Wire Mesh Erector/Material Handling Cart
A dual function handling cart, known as the donkey, is located on the top section of the TBM main beam. The donkey transports the steel sections and wire mesh forward into the L-1 working area.
Two Atlas Copcp 6.4-m- (21-ft-) long BMH 6000 series hydraulic drills with powerful COP 1532 hydraulic hammers were installed. The drills are installed on a rotary position locator, which allows independent operation of each drill. The position locator allows the various drill positions to be achieved to install the 6-m- (20-ft-) long rock bolts as per project requirements. Design of the system allows the bolts to be installed during the boring operation.

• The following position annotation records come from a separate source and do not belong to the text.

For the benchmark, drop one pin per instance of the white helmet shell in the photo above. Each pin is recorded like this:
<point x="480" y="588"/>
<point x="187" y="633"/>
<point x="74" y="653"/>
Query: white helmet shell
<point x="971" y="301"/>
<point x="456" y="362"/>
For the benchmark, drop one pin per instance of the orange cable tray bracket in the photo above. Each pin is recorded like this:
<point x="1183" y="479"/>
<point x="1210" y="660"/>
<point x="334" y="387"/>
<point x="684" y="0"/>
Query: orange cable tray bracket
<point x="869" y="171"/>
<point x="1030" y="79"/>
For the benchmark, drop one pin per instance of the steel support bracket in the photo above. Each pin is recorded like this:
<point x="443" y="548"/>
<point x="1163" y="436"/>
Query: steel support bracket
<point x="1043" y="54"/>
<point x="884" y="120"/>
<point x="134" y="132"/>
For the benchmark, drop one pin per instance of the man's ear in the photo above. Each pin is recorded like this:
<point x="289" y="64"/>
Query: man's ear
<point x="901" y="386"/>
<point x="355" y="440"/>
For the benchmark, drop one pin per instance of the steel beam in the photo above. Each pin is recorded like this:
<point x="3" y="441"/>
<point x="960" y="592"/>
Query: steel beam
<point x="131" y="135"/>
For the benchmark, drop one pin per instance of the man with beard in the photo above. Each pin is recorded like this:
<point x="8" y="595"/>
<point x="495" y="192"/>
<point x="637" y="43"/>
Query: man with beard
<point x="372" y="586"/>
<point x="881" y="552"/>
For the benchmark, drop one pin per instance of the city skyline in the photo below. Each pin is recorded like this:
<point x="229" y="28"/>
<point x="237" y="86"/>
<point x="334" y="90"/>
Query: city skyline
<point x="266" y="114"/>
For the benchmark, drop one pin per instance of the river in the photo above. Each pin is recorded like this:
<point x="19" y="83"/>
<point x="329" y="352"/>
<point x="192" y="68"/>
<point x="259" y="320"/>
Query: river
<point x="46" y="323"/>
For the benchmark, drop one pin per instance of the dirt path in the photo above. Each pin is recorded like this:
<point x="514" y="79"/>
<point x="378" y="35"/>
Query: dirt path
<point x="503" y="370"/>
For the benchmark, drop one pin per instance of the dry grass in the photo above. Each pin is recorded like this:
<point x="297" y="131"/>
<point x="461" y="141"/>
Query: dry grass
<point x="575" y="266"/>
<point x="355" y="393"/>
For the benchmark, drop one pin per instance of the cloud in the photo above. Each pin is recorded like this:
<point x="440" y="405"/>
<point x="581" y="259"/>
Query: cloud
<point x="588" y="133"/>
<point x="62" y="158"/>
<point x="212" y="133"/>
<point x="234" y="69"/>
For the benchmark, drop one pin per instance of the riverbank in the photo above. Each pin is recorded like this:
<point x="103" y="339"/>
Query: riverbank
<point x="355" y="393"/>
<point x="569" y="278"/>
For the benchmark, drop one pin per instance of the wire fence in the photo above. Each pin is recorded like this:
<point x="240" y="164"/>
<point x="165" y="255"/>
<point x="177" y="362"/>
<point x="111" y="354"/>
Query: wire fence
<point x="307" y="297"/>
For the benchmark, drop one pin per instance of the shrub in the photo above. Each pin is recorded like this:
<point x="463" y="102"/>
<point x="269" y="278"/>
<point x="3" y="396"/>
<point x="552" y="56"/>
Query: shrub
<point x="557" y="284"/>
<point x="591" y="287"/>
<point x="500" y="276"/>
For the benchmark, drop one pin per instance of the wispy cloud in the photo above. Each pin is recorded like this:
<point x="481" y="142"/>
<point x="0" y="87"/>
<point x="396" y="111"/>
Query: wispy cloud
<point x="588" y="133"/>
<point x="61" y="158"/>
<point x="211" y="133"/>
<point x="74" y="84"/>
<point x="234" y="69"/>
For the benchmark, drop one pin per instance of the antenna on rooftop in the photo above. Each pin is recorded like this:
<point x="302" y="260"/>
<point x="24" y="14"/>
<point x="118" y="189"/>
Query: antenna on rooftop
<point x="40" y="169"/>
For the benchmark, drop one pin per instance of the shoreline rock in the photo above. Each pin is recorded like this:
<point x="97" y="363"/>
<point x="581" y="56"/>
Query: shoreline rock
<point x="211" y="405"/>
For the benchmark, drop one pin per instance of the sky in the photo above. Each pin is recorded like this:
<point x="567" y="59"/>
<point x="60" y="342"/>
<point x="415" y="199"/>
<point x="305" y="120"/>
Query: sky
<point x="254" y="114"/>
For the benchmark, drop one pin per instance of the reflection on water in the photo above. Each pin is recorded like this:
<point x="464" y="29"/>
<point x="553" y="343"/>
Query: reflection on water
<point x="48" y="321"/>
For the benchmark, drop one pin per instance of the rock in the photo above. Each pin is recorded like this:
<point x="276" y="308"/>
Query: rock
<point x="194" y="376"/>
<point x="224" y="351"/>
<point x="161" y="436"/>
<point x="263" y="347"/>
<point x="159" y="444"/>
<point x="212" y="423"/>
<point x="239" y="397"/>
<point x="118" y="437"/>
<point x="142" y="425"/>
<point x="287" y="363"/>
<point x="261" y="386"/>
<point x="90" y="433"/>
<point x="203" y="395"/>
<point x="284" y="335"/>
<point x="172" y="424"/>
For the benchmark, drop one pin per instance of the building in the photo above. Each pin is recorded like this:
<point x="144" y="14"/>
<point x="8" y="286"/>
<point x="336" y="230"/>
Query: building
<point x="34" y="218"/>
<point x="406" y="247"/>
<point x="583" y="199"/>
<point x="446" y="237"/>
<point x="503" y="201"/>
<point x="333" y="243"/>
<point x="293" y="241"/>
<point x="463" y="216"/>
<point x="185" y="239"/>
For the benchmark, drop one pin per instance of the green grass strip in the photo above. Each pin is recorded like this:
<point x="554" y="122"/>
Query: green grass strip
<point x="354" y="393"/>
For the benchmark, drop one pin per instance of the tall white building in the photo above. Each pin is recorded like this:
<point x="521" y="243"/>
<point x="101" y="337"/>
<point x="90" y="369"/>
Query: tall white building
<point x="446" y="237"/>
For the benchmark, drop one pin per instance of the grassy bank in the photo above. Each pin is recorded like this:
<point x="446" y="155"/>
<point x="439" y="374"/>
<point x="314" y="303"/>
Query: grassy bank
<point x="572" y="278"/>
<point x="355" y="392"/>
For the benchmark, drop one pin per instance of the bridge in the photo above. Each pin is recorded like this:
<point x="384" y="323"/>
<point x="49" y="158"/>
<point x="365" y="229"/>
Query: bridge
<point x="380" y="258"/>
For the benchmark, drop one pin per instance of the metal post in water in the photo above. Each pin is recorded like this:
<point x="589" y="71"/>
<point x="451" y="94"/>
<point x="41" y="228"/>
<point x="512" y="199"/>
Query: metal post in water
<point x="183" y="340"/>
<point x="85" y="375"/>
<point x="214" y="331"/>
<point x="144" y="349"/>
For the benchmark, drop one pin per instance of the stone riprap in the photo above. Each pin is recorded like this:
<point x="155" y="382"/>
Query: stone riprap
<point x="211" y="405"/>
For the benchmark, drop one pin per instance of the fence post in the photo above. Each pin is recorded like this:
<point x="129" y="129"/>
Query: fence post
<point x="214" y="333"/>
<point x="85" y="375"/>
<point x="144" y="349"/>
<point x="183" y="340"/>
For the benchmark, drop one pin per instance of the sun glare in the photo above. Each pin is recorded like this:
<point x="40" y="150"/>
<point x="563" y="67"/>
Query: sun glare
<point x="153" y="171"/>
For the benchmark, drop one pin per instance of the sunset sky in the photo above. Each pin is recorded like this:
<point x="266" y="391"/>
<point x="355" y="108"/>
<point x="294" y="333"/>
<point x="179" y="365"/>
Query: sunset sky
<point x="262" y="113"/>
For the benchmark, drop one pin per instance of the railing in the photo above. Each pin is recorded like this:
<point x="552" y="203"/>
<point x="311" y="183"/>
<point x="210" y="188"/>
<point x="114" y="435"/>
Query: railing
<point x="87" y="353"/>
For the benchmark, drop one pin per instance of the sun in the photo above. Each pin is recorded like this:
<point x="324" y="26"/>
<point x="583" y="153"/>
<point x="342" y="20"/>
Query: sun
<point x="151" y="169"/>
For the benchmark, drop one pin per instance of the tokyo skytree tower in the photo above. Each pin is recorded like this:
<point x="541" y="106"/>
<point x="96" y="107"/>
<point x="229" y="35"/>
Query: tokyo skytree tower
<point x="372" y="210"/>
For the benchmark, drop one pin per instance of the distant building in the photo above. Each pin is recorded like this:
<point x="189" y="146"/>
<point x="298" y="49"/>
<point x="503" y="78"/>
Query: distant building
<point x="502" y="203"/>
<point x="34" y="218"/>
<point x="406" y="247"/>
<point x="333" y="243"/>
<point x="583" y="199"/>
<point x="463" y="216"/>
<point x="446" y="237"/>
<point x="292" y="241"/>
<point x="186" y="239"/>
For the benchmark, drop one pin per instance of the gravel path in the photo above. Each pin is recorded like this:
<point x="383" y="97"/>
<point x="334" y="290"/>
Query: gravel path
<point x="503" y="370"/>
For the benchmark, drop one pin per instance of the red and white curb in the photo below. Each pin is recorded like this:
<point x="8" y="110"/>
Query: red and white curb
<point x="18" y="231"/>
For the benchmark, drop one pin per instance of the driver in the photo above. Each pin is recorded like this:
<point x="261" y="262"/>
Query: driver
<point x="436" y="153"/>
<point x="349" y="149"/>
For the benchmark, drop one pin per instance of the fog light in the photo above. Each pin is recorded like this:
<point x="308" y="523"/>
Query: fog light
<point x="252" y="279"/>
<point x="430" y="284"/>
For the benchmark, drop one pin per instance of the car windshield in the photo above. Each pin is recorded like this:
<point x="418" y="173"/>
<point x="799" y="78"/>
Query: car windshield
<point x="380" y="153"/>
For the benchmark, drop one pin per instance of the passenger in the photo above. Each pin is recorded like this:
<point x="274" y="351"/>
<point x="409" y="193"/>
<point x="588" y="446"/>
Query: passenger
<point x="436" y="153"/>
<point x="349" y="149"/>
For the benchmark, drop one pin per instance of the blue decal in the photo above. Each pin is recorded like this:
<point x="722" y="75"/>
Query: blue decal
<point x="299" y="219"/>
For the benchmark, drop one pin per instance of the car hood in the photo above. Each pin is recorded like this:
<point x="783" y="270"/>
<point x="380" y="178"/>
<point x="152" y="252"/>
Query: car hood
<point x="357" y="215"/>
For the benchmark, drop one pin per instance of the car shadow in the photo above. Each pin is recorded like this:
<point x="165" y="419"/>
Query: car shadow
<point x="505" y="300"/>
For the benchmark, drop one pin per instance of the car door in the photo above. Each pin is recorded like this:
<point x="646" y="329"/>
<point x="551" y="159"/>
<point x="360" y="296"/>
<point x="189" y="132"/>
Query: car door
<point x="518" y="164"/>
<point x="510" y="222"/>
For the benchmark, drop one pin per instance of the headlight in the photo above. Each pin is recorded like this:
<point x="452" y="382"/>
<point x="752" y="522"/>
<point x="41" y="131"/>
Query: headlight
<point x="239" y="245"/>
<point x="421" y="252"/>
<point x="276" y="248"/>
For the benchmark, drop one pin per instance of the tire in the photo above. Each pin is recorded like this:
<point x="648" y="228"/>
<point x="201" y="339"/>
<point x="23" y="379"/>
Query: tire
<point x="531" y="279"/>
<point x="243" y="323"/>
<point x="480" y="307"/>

To assist the tunnel operating personnel in the installation of the rock support, there are various stationary and mobile work platforms located in the L-1 area. These platforms allow rock scaling, wire mesh and other ground support functions to be performed.
A shotcrete robot has been installed and integrated into the work platforms. The robot has been supplied by Rowa (Wangen, Switzerland)/Meyco-BASF (Switzerland, TX). It includes a boom to allow shotcrete coverage over a 180° section of the tunnel crown and at a rate of 15 m3 /h (530 cu ft/hour).
Other major changes to the TBM L1 area became necessary to reach the caved areas, including the addition of two hydraulic man baskets and special drill rigs, mesh and anchors. These changes were made incrementally as TBM progress allowed it. With the new method, the over-break could be limited to 0.5m - 1 m (1.6 - 3 ft), though the excavation process slowed to a maximum 5 m/d (16 ft/day).
A Dream Come True
Well, such is the status of the Niagara Tunnel that it has been showered upon a lot of accolades. At a ceremony to celebrate water flowing in the tunnel, OPG President and CEO Tom Mitchell congratulated the contractor STRABAG and remarked "The hundreds of men and women who worked with extremely difficult rock conditions to safely complete this engineering marvel. OPG Chairman, Jake Epp said, "The tunnel has claimed the attention of the entire world and it's a fitting representative of Canada's, Ontario's and OPG's great legacy of electricity development and operation." Meanwhile, Ontario's Minister of Energy, Bob Chiarelli commented, "This project is a source of pride as an engineering feat and as a practical solution for meeting Ontario's energy needs through clean sources." After all, it's a dream come true for Canada and the whole world should know it.